Grundsätzlich werden alle Ansprüche, die aus einem Arbeitsverhältnis entstehen können, von Ausschlussfristen erfasst. Nicht ausgeschlossen werden können Haftungsansprüche wegen Vorsatz. Ebenso wenig können gesetzlich unverzichtbare Ansprüche von Ausschlussfristen erfasst werden, wie zum Beispiel der Mindestlohnanspruch.

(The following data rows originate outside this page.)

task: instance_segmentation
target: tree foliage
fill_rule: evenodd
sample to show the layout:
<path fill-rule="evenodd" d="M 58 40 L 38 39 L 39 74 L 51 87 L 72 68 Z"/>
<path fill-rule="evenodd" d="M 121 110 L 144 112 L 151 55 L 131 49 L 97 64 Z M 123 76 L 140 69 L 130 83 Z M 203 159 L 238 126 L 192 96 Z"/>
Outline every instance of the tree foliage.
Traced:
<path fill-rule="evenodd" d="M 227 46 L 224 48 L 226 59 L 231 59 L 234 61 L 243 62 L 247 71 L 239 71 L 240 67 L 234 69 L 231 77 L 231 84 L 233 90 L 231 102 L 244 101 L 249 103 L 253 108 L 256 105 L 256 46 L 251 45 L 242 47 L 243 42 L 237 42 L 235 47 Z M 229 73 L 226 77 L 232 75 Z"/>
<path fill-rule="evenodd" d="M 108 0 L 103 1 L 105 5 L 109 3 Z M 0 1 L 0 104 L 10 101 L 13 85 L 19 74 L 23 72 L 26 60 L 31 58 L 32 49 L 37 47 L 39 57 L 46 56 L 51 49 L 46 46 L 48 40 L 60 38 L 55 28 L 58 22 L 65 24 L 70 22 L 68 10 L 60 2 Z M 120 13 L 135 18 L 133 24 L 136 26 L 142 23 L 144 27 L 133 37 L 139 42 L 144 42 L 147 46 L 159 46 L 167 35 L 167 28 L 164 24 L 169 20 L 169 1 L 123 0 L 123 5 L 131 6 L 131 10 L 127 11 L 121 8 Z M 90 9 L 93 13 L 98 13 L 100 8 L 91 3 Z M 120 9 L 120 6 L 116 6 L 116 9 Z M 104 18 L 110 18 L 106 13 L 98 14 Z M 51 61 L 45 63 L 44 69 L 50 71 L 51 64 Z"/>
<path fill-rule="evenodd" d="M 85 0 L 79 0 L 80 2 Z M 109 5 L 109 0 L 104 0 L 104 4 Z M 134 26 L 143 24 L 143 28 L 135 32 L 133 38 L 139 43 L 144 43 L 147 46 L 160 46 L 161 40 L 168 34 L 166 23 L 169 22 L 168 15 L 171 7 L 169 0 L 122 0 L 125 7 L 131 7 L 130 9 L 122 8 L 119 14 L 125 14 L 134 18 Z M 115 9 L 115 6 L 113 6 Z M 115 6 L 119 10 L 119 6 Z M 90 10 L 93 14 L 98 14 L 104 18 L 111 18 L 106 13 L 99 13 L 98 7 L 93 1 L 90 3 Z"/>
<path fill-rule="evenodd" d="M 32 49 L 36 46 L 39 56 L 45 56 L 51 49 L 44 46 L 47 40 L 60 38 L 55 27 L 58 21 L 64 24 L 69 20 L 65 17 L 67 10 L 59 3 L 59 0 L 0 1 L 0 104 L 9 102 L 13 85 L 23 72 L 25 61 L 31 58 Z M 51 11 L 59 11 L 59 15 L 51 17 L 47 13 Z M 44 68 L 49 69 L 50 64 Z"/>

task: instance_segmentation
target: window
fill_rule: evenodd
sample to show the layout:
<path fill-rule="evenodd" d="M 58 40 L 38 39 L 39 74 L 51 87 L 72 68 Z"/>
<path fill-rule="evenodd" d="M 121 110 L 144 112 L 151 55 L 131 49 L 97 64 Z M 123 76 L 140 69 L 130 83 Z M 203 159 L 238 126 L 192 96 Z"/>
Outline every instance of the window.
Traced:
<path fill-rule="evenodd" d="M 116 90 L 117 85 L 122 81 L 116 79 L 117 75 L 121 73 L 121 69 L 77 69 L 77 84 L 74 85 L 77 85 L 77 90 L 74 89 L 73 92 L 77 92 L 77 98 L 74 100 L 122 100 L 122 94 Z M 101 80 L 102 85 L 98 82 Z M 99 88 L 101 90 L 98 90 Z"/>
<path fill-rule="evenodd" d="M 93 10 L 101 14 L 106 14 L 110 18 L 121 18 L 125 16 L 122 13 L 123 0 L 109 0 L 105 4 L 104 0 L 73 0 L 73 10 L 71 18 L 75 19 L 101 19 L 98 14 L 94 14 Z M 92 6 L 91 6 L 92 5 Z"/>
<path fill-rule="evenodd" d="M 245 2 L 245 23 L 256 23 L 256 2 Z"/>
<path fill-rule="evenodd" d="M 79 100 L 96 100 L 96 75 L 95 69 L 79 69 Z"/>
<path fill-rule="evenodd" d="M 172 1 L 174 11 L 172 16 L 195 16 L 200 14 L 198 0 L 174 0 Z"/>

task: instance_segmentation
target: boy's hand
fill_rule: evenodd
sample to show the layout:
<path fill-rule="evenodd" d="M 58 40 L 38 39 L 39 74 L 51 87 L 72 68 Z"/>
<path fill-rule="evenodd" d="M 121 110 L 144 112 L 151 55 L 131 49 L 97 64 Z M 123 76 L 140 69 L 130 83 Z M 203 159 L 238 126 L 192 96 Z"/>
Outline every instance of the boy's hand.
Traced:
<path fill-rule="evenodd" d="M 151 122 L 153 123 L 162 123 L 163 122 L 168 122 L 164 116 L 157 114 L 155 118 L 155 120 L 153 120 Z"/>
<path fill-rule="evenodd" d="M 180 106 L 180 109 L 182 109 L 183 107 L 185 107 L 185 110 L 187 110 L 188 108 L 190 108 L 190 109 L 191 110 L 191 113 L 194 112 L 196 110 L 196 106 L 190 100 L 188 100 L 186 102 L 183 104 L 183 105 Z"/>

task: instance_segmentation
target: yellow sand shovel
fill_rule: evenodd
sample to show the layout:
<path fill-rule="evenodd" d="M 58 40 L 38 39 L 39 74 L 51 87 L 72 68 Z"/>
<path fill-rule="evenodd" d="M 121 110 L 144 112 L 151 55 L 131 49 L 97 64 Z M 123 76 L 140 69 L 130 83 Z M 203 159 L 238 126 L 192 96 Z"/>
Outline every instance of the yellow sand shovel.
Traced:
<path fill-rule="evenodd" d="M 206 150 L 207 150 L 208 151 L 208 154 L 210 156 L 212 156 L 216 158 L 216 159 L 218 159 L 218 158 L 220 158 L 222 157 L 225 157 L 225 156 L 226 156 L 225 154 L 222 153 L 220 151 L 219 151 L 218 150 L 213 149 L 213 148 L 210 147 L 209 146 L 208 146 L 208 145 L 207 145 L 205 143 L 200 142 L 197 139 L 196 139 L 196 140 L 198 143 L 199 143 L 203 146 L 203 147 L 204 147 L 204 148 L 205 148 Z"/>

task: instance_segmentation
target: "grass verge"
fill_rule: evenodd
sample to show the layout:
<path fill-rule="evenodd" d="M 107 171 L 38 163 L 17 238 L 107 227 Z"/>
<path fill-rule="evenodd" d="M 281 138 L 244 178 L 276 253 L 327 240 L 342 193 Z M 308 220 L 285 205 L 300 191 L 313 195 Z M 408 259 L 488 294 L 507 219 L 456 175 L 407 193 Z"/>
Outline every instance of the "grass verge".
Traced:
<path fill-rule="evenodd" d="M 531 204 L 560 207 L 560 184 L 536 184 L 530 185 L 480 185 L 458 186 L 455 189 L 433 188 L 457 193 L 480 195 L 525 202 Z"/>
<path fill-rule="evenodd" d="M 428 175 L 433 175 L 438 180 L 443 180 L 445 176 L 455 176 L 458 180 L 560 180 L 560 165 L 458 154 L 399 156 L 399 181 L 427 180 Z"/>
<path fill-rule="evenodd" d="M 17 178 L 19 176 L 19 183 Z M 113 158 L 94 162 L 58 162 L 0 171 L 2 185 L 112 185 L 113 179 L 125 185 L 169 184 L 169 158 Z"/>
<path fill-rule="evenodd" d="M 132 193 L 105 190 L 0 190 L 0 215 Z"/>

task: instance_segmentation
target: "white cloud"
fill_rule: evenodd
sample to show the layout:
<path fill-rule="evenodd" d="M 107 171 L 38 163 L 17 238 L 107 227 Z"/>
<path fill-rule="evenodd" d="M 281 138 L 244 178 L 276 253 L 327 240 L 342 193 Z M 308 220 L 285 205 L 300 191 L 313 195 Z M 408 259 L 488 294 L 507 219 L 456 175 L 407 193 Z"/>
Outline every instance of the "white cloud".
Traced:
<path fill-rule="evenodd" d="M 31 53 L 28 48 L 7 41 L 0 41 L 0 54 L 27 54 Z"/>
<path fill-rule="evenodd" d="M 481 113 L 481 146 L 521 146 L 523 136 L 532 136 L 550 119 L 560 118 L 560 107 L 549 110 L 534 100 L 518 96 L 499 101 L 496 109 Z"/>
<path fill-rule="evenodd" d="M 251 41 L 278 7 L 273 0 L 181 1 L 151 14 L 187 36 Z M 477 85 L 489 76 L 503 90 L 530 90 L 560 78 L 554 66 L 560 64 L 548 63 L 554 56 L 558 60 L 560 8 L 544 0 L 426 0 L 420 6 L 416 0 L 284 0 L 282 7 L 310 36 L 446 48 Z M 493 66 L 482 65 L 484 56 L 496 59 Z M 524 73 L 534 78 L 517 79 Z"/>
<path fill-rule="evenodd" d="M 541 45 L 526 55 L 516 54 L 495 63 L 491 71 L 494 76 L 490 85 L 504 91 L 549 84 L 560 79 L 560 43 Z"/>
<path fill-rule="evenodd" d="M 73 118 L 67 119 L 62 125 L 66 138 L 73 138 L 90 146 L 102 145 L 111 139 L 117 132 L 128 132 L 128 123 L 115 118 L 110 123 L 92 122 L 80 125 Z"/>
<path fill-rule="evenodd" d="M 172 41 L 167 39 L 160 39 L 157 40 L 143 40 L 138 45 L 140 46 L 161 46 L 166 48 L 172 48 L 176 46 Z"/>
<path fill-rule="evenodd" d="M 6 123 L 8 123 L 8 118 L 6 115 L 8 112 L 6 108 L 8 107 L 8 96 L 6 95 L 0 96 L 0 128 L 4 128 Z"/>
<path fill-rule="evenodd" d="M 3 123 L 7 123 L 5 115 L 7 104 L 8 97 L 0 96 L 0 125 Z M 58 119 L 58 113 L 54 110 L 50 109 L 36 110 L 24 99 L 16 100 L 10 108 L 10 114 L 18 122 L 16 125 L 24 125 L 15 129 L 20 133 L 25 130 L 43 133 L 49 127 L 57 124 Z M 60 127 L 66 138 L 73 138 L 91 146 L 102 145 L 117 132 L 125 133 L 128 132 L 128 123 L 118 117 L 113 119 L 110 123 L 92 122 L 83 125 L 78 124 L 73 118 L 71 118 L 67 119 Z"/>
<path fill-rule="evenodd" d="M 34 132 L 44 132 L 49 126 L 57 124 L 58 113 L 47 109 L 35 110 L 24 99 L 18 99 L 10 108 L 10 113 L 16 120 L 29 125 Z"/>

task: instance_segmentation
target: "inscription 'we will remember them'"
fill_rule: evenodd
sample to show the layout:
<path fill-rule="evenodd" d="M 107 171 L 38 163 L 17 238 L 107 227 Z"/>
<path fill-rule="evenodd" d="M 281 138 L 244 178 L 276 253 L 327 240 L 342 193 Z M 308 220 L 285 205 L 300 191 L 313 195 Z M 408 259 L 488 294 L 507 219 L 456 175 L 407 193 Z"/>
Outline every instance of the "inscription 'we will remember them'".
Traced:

5. Was ist der Unterschied zwischen einstufiger und zweistufiger Ausschlussklausel?
Bei der einstufigen Ausschlussfrist verfallen Ansprüche, wenn sie nicht innerhalb einer bestimmten Frist gegenüber der anderen Vertragspartei geltend gemacht werden. Bei der zweistufigen Ausschlussfrist schließt sich an die Frist zur Geltendmachung eine Klagefrist an. Üblicherweise wird bestimmt, dass innerhalb einer bestimmten Frist Klage zu erheben ist, wenn sich der Vertragspartner zur Geltendmachung nicht äußert oder den Anspruch ablehnt.
6. Welche Mindestfristen gelten für Ausschlussklauseln?
Für eine Ausschlussfrist im Arbeitsvertrag über die schriftliche Geltendmachung des Anspruchs bzw. der Geltendmachung in Textform gilt eine Mindestfrist von drei Monaten. Für die Frist zur gerichtlichen Geltendmachung bei der zweistufigen Ausschlussfrist gilt eine Mindestfrist von drei Monaten.
7. Ist eine Ausschlussklauseln von weniger als drei Monaten wirksam?
Wenn eine Ausschlussfrist für die Geltendmachung weniger als drei Monate vorsieht, ist die gesamte Ausschlussfrist unwirksam wegen eines Verstoßes gegen § 307 BGB.
8. Anwalt zur Geltendmachung des Anspruchs bei Ausschlussklauseln?
Bei einem auf Zahlung gerichteten Anspruch soll durch die Geltendmachung innerhalb der Ausschlussfrist der Schuldner die Berechtigung des Anspruchs prüfen können. Zu diesem Zweck muss der Anspruch grundsätzlich nach Grund und Höhe geltend gemacht und Zahlung verlangt werden. Weil hier Fehler unterlaufen können, raten wir einen Anwalt einzuschalten.
9. Ist immer eine schriftliche Geltendmachung notwendig?
In den meisten Klauseln wird eine schriftliche Geltendmachung verlangt. Hier gab es aber eine Neuregelung, wonach eine Geltendmachung in Textform ausreichen soll. Allerdings gibt es hier eine Übergangsregelung. Damit Sie hier keine Risiken eingehen und Ihnen keine Fehler unterlaufen, empfehlen wir Ihnen dringend einen Anwalt einzuschalten, wenn es bei Ihnen um die Geltendmachung Ihrer Ansprüche geht.
10. Gelten die Mindestfristen von drei Monaten für Tarifverträge?
Die Mindestfristen von drei Monaten gelten nicht für Tarifverträge, weil Tarifverträge der AGB-Kontrolle nach § 310 Abs. 4 Satz 3 BGB entzogen sind.